Correlation curves of hole depth versus surrounding rock temperatures measured in boreholes: a measuring point at Coal Seam 1, b temperature and fitting curve of Coal Seam 1, c temperature and fitting curve of Coal Seam 2 and d temperature and fitting curve of Coal Seam 3

It is clear from Fig. 9 that the surrounding rock temperatures increase with increasing borehole depth. Before reaching its maximum, the temperature in the rock constantly increases with increasing depth. However, the rate first increases and then decreases, and then ultimately stabilizes. The surface layer of the surrounding rock cracked because of mining, and the flow of air through the crack accelerated heat dissipation from the surrounding rock. Therefore, the shallow rock formation in the boreholes had limited thermal resistance and low heating rates. When the depth of the borehole exceeded the fissure zone in the surrounding rock, the influence of tight airflow in the strata became significantly reduced, causing a significant increase in thermal resistance and a related sudden increase in temperature.
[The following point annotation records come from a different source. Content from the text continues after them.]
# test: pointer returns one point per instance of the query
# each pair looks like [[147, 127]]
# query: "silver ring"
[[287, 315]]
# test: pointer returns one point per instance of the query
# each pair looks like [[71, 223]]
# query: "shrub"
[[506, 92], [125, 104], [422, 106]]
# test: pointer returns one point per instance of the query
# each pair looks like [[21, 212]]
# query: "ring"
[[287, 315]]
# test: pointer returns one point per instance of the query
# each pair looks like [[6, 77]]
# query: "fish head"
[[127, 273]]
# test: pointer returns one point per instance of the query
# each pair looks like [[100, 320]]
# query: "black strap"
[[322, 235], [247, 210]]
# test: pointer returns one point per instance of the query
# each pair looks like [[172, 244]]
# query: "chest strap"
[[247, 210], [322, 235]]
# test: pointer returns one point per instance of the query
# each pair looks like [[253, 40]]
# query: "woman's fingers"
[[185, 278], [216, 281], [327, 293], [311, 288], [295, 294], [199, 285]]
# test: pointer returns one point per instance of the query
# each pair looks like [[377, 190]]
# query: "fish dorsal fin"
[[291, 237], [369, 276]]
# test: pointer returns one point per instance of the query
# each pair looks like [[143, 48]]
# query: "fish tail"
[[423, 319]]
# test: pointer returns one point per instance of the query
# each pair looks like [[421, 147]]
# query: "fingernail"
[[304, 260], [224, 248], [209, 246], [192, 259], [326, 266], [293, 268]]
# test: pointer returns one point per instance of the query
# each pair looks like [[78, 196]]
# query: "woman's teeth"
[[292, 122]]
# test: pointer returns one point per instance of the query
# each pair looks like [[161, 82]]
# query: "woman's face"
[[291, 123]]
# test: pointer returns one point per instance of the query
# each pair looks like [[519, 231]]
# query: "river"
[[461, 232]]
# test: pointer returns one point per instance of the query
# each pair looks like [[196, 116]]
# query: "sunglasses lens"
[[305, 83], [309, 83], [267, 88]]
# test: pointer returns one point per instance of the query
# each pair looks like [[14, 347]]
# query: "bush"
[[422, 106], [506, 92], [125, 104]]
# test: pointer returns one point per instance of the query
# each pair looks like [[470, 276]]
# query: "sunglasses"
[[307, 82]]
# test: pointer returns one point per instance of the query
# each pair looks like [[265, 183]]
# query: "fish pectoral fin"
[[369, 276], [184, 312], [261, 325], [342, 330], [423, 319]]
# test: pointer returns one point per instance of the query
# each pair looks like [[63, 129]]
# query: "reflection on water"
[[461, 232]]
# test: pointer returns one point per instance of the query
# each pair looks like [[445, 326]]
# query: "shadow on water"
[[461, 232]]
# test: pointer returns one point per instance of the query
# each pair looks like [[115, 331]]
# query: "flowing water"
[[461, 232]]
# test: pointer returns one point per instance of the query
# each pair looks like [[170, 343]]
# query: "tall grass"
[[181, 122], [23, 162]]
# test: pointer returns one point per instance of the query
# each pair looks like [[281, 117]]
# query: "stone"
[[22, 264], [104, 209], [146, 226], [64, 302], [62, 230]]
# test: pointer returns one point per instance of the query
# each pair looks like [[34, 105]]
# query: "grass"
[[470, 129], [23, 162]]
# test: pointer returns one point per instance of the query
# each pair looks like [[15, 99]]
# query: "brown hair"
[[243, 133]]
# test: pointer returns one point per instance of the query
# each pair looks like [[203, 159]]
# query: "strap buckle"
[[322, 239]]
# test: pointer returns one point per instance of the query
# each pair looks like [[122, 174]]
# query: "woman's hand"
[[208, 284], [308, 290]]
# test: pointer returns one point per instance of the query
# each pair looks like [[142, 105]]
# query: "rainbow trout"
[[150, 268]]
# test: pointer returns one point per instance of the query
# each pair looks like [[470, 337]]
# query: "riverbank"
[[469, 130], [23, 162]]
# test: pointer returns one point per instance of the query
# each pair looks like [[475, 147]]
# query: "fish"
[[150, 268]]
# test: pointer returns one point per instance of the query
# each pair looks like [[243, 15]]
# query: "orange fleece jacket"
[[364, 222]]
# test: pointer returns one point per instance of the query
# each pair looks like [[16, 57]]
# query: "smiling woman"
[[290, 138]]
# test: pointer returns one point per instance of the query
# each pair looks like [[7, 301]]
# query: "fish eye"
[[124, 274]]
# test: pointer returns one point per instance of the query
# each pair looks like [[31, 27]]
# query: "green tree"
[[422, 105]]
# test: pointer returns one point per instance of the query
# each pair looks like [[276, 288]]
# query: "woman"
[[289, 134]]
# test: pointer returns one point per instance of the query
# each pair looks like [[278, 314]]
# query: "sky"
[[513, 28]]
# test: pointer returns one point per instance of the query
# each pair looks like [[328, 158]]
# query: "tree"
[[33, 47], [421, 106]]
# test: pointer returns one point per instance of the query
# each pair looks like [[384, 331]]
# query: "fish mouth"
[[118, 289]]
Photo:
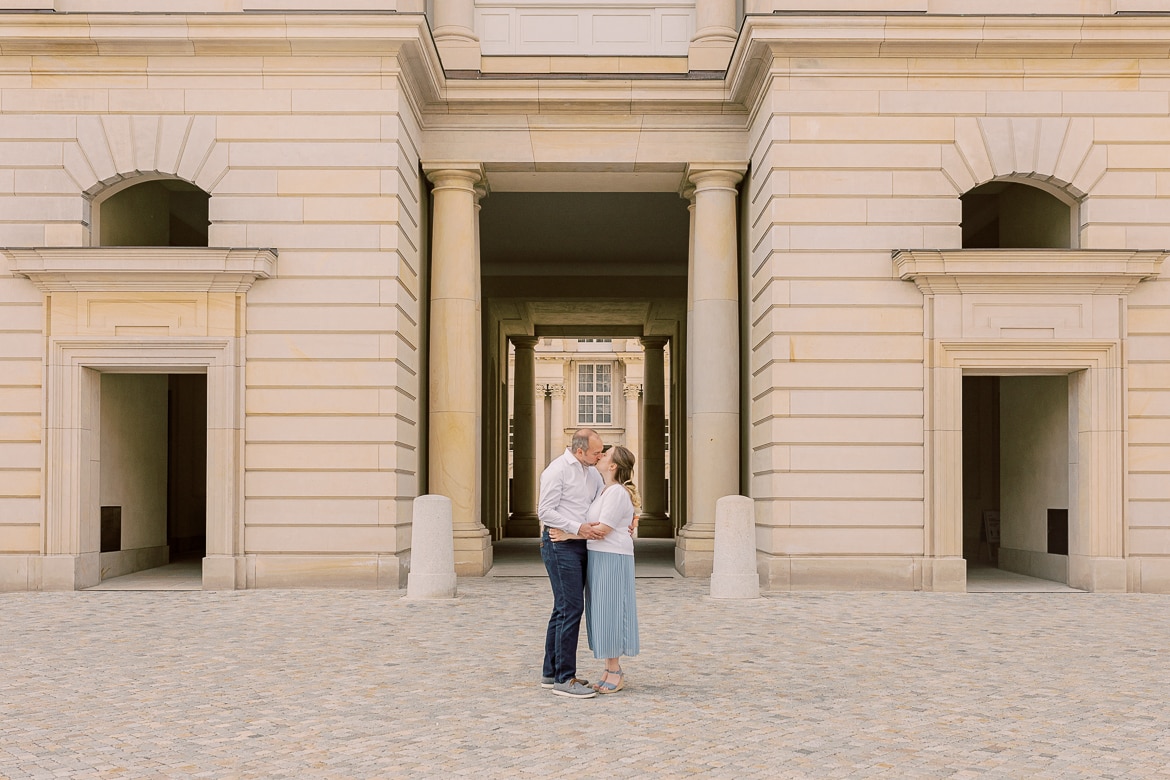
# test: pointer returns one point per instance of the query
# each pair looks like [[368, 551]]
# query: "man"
[[568, 488]]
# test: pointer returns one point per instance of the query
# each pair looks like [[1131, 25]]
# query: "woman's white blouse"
[[616, 510]]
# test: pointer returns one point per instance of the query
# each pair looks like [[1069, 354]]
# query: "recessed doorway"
[[1018, 467], [152, 474]]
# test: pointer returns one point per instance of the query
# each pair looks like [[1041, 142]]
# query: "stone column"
[[715, 35], [455, 382], [654, 522], [542, 429], [557, 421], [523, 522], [454, 34], [714, 363], [633, 425]]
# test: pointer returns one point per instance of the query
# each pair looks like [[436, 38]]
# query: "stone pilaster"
[[654, 522], [456, 364], [633, 426], [713, 361], [556, 421], [523, 522]]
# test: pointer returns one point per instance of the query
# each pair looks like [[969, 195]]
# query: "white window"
[[594, 345], [594, 393]]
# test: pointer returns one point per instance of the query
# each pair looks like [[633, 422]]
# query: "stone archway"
[[1029, 312], [139, 310]]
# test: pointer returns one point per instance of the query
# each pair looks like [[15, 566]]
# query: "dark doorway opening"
[[1017, 475]]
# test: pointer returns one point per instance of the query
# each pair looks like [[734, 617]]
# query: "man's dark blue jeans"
[[565, 563]]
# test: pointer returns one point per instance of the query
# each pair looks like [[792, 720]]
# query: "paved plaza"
[[366, 684]]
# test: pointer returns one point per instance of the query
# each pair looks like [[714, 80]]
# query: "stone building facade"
[[263, 262]]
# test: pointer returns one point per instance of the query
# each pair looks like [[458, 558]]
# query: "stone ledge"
[[142, 268], [1102, 271]]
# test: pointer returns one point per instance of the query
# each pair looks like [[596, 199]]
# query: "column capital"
[[714, 175], [456, 175]]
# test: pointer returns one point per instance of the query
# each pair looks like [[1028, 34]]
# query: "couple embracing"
[[587, 515]]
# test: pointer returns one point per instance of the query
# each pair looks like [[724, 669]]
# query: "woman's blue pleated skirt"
[[611, 618]]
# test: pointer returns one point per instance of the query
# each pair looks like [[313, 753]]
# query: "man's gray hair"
[[580, 440]]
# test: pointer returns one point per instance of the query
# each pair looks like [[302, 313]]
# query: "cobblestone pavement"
[[365, 684]]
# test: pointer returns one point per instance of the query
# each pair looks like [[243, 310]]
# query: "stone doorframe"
[[1026, 312], [139, 310], [1096, 451], [73, 444]]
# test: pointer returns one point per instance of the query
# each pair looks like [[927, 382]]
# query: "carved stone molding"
[[142, 268], [1098, 271]]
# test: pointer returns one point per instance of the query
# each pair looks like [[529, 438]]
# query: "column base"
[[473, 552], [523, 525], [875, 573], [372, 572], [694, 553], [654, 525]]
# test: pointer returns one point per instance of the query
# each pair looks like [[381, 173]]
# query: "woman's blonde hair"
[[625, 474]]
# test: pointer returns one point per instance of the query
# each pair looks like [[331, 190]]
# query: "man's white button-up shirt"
[[568, 488]]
The temperature difference between the surrounding rock and the original rock decreased continuously with increasing temperature after the fracture zone. Therefore, the temperature of the original rock decreases with increasing depth.

When the drilling depth of Coal Seam 1 reached 32.75 m, the surrounding rock temperature reached a maximum value of 39.83 °C. Before reaching this value, the rate gradually decreased by 1.7 °C, because the end of Coal Seam 1 is only 26.4 m away from the north return airflow route and extends into the heat-adjusting layer of the north airflow route. After the depth of Coal Seam 2 reached 28.5 m, the temperature reached 40.3 °C and tended towards a steady state. The temperature of the surrounding rock for Coal Seam 3 increased to a steady state, reaching a maximum temperature of 40.3 °C. By analyzing the surrounding rock of the roadway at the MP, it is evident that the temperature of the surrounding rock increases with a change in the distance between the wall and roadway. Moreover, the gap in isotherms is more evident, and the temperature stabilizes after the rock temperature exceeds 40.5 °C. The radius of the heat-adjusting layer is equal to the sum of the thickness before temperature stabilization and equivalent radius of the roadway. Therefore, the radius of the heat-adjusting layer of the surrounding rock is between 28 and 33 m.

4 Conclusions

This study investigated the effects of seasonal variation in surface air temperatures on mine airflow temperatures. The main findings are:

  1. (1)

    In the inlet section of the mine, airflow temperature is significantly influenced by seasonal variations in air temperature near the surface. The further the air inlet is from the wellheads, the lower the impact. However, surface air temperature has little effect on airflow temperature on the return route.

  2. (2)

    The airflow temperature variation of the ventilation circuit first decreases, then increases. The maximum recorded airflow temperature of the outlet under the working face was 32.59 °C; an increase of 8.0 °C.

  3. (3)

    The temperature of the field distribution of the surrounding rock gradually increases with increasing distance of the inlet from the roadway surface. The highest temperature recorded was 40.53 °C. Moreover, the radius of the heat-adjusting layer is between 28 and 33 m.